= Zavlani =

Zavlani (Greek: Ζαβλάνι) is a neighbourhood in the northeastern part of the city of Patras, 4 km direct and 5 km via road from the downtown core. The neighbourhood bears the football (soccer) club team named A.P.S. Zavlani and plays in the prefectural fourth division.

==Nearest places==

- Skioessa, northeast

==Nearest neighbourhoods==

- Sychaina, north
- Gouva, south
- Anthoupoli, west

==Information==

The name is the corruption the name Zavr(l)os (Ζαβρ(λ)ος). During the Ottoman rule, the area was settled by Albanians. Another theory of the name is that comes from a family name Zavlanis, which descended from the island of Zakynthos.

==Geography==

Zavlani is in a hilly residential setting with forests to the north.
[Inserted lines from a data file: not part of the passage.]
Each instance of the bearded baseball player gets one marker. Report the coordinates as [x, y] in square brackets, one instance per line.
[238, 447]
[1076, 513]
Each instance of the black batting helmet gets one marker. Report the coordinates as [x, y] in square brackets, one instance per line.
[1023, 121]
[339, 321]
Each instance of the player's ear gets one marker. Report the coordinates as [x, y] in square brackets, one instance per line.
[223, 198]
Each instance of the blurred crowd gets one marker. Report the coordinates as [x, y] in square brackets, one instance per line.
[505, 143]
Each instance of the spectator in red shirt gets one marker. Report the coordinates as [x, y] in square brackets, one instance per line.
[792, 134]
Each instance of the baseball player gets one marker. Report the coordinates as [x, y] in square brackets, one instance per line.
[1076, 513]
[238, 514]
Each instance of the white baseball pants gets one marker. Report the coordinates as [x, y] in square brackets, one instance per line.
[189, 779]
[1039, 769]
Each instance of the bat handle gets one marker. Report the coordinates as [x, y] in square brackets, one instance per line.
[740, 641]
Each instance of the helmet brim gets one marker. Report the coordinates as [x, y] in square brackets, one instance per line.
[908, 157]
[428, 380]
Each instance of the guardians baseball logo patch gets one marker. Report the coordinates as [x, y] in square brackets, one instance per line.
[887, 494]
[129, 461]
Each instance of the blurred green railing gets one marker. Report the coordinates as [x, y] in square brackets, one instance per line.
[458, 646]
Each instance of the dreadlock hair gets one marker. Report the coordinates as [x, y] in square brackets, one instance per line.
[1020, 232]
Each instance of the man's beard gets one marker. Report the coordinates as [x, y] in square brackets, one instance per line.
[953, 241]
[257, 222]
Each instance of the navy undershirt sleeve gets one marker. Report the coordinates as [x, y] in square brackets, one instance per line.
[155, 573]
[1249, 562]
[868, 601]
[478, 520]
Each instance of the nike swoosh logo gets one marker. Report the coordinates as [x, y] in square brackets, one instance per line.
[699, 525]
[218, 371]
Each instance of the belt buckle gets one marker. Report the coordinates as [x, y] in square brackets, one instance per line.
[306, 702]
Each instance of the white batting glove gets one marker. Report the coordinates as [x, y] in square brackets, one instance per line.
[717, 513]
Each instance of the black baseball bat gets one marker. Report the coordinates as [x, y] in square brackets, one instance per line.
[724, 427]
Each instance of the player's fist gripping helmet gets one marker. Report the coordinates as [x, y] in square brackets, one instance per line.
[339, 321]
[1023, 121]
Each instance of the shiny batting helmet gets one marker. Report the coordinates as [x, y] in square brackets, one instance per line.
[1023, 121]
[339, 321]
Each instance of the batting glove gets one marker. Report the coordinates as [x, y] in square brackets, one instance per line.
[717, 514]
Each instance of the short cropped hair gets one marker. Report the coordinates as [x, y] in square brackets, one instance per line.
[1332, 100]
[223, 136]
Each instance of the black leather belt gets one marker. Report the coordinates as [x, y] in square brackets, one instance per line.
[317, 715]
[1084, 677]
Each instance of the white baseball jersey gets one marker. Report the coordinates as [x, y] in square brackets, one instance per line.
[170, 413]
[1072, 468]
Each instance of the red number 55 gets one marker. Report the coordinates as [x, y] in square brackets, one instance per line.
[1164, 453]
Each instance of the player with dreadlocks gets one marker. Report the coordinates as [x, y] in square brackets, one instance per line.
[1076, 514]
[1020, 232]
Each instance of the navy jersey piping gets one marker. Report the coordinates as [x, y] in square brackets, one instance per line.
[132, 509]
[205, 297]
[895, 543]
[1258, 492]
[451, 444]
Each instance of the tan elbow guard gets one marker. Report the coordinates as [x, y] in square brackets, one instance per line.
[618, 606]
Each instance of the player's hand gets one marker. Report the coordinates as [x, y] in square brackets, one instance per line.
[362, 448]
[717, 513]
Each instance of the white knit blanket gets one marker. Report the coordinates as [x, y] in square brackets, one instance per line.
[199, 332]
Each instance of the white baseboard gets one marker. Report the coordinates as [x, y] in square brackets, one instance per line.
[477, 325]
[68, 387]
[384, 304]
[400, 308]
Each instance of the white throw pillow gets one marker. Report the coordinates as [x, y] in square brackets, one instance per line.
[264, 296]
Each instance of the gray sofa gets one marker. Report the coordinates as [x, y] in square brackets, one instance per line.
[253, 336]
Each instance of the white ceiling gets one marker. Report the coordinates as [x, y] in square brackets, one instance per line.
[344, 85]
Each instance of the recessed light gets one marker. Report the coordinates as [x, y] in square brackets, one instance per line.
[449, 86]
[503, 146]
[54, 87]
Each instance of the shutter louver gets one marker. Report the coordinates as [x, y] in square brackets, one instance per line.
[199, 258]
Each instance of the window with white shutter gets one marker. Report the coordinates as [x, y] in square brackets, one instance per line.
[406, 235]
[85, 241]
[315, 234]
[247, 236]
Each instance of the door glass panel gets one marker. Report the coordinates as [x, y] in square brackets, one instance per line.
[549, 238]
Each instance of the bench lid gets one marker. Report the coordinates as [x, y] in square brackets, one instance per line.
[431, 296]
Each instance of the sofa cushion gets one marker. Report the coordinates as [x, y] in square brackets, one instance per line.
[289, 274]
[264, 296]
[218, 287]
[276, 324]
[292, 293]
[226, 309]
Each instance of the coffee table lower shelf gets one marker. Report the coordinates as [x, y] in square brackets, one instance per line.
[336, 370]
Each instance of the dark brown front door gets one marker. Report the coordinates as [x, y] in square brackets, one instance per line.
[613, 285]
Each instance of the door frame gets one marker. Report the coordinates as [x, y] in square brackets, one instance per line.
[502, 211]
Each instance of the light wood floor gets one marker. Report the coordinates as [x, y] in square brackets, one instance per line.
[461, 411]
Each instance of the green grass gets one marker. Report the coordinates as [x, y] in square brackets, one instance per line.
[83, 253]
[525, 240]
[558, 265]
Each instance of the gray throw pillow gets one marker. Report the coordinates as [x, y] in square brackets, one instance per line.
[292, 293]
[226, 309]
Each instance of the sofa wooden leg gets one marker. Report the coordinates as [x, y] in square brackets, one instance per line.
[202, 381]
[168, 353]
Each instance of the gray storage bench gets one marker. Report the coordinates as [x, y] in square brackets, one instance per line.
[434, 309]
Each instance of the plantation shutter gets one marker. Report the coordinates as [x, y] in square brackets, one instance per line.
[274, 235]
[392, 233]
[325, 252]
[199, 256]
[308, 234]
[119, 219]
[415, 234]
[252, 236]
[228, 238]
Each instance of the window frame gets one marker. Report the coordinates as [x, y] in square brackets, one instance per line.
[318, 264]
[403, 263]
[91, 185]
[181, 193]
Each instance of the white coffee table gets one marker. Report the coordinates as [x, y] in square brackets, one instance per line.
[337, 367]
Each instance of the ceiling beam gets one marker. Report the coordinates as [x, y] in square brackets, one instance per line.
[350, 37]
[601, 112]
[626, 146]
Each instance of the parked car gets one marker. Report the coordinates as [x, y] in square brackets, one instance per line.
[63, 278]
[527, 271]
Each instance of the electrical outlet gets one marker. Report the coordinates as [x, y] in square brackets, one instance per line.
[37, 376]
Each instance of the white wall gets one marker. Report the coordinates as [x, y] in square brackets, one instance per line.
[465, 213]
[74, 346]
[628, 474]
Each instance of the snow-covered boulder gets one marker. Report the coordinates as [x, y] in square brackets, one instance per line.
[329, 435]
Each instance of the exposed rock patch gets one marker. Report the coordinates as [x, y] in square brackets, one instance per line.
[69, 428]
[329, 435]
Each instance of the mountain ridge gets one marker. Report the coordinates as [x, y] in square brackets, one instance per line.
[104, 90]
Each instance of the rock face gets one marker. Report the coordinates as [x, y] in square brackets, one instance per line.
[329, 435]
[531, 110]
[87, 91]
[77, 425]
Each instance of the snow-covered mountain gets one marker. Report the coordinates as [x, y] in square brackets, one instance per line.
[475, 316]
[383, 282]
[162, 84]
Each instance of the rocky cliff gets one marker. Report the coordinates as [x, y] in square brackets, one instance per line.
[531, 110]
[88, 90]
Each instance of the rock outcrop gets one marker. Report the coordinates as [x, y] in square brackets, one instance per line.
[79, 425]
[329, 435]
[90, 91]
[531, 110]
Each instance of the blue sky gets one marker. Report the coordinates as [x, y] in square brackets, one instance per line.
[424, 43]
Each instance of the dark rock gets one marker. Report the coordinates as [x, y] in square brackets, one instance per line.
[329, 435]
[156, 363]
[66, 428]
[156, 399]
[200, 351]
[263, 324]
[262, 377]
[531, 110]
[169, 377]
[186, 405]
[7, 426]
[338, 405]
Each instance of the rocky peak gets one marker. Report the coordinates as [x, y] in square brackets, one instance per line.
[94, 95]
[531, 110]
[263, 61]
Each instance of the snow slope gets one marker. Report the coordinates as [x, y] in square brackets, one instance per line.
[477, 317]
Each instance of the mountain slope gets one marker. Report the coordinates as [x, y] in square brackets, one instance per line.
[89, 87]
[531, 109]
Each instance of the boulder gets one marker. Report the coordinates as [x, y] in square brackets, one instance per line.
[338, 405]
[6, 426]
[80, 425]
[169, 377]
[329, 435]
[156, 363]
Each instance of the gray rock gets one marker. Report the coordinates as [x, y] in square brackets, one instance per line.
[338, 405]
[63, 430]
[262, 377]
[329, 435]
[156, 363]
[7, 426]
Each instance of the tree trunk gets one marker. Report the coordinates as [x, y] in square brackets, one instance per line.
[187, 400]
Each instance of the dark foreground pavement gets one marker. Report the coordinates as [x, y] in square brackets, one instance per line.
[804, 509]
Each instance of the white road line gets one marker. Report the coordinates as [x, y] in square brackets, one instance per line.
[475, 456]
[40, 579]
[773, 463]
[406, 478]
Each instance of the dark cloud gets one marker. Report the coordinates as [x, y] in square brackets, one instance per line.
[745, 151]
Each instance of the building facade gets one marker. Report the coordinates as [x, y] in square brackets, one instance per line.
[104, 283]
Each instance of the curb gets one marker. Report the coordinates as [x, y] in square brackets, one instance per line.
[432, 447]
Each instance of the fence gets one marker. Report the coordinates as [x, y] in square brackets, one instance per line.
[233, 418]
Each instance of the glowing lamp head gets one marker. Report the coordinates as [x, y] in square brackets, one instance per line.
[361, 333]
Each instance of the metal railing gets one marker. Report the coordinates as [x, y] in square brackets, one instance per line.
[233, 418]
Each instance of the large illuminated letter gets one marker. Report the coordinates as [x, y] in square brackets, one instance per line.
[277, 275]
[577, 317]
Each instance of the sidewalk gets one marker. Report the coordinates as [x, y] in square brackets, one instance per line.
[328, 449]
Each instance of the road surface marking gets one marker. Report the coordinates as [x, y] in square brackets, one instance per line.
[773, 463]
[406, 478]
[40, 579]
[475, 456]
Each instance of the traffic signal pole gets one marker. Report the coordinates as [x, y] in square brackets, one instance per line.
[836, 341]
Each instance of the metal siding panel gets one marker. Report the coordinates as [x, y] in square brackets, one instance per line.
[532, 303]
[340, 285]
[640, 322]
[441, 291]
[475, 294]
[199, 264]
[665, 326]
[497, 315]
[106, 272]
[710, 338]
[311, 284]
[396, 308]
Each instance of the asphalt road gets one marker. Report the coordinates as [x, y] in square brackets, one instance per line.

The neighborhood's length varies from 800 m to 1 km, and its width ranges between 500 and 800 m. Its streets are approximately 8 to 10 km long, of which 3 km are main, and the remainder are residential.

==History==

The area were made up farmlands until when housing developments arrived in the 1960s and the 1970s, the housing and its population slowed in the late-1980s. Its main production consisted of olive, cattle and fruits and vegetables as well as other crops and the populationm before the arrival of the housing developments were rural, today they are manufacturing and services especially outside the neighbourhood.